Uma força-tarefa realizada no Sul do Piauí resultou na autuação de 12 postos de combustíveis devido a diversas irregularidades na comercialização de produtos. A ação, denominada Operação Petróleo Real, ocorreu entre os dias 3 e 7 de agosto de 2026, mobilizando equipes do Programa Estadual de Proteção e Defesa do Consumidor (Procon/MP-PI) e do Instituto de Metrologia do Estado do Piauí (Imepi). Ao todo, os fiscais vistoriaram 93 estabelecimentos distribuídos por 20 municípios da região de São Raimundo Nonato.
O principal objetivo da fiscalização conjunta foi assegurar que os consumidores locais não fossem lesados tanto na quantidade quanto na qualidade do combustível adquirido. Durante os cinco dias de atividades intensas pelas rodovias e perímetros urbanos da região, as equipes técnicas constataram que uma parcela significativa dos postos operava em desconformidade com as normas estabelecidas pela Agência Nacional do Petróleo, Gás Natural e Biocombustíveis (ANP) e pelo Instituto Nacional de Metrologia, Qualidade e Tecnologia (Inmetro).
A maior parte das autuações registradas pelos fiscais do Imepi e do Procon/MP-PI esteve relacionada à prática conhecida popularmente como "bomba baixa". Essa irregularidade ocorre quando o equipamento de abastecimento registra no visor digital uma quantidade de combustível superior àquela que efetivamente entra no tanque do veículo do cliente. De acordo com a legislação vigente, a margem de erro tolerada nos testes de vazão é de até 100 mililitros a cada 20 litros de combustível analisados.
No entanto, em vários municípios da microrregião de São Raimundo Nonato, os fiscais identificaram discrepâncias muito superiores ao limite legal. Em diversos postos, a diferença volumétrica ultrapassou os 250 mililitros. O caso mais grave foi registrado em um estabelecimento onde a bomba entregava 688 mililitros a menos a cada 20 litros faturados. Essa diferença representa um prejuízo financeiro direto e acumulado para os motoristas que utilizam o serviço diariamente.

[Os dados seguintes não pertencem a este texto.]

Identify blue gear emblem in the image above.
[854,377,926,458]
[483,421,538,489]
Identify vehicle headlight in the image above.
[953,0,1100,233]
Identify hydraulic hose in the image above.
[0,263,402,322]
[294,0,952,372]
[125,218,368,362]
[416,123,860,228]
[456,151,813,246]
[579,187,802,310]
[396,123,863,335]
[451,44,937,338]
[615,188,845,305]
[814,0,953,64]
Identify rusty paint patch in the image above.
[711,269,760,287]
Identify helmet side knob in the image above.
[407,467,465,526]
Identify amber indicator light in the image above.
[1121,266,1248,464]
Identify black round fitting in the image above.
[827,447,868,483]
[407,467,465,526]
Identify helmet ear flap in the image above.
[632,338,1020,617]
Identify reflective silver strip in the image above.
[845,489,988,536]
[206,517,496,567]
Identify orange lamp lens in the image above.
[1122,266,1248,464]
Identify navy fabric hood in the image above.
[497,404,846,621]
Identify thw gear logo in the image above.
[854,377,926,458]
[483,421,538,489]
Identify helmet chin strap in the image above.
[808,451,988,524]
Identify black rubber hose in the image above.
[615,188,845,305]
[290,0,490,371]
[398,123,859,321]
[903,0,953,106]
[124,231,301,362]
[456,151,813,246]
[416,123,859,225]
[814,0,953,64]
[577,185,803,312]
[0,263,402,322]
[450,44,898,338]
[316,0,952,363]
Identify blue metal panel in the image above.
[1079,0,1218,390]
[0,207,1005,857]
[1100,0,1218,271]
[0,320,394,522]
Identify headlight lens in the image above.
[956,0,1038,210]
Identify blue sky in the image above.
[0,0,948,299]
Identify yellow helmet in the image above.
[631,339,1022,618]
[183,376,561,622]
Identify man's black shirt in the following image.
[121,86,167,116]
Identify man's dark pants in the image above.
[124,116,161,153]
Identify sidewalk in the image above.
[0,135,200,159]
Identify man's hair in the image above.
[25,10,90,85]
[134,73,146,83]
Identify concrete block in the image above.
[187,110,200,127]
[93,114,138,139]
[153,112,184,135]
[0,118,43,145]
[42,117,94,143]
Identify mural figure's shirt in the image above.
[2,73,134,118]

Além dos problemas volumétricos, a Operação Petróleo Real identificou graves falhas na qualidade do combustível comercializado. Em um dos postos fiscalizados, os testes rápidos apontaram que o teor de etanol misturado à gasolina comum estava entre 33% e 34%, índice que supera o limite máximo autorizado pela legislação brasileira. Diante da suspeita de adulteração, os técnicos coletaram amostras do produto, que foram devidamente lacradas e encaminhadas para análise detalhada em um laboratório especializado.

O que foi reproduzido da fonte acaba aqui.